Advanced Computing in the Age of AI | Saturday, April 20, 2024

‘Implicit HPC’: Using HPC for AI, Advanced Analytics – Without Knowing It 

With greater capability and improved ease of access, HPC cycles are more commonly being put in the hands of engineers and scientists who aren’t computer experts.  The infrastructure under development allows users to leverage the power of HPC without knowing that’s what they’re doing – it’s called “implicit HPC,” and it has major implications for commercial/industrial organizations pursuing increasingly advanced AI and big data analytics workloads.

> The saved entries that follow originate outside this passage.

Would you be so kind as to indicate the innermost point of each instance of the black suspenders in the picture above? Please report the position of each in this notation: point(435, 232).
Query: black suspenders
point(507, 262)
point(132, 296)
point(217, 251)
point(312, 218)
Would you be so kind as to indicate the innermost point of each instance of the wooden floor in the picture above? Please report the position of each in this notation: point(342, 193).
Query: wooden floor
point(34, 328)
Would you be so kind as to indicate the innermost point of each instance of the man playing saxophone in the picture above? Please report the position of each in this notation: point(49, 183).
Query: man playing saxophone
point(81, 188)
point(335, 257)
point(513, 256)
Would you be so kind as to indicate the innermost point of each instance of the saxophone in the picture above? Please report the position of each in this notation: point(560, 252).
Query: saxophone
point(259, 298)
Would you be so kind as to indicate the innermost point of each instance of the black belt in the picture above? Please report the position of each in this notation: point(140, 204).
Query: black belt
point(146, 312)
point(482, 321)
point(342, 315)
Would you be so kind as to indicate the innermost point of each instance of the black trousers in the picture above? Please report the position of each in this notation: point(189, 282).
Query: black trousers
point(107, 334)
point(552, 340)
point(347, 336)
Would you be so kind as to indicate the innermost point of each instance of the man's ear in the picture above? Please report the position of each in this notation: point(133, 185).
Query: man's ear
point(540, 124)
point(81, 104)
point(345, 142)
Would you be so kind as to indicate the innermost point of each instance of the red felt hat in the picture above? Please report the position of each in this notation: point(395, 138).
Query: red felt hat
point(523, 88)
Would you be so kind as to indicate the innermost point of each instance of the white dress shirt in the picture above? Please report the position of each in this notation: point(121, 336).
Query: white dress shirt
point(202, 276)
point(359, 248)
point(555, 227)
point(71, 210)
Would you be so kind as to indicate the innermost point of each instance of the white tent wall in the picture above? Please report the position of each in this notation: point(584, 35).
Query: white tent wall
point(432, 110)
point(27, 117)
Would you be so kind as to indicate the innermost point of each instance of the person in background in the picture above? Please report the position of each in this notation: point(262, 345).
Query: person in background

When supercomputers came on the scene decades ago, their domain was almost exclusively scientific simulation. Over time, commoditization of hardware and the evolution of software stacks that run on it has made HPC more broadly understood and accessible. Although “supercomputing” and “HPC” are used interchangeably, supercomputers refer to the largest, most powerful HPC machines and tend to be used by computer science or computational science experts. As HPC has matured and democratized, multiple tiers of usage have emerged.

Here’s a breakdown:

Supercomputing – Often found in national labs and government facilities doing science on a grand scale (e.g., atomic or astronomic simulation). The focus is on performance and scalability, on achieving breakthroughs in science, engineering and the advancement of computing itself. A significant learning curve is usually involved. These systems run at the highest rates of floating point operations per second (flops) – 10s to 100s of petaflops (10^15) or greater (Summit, currently the world’s fastest supercomputer, is 200 PFlops).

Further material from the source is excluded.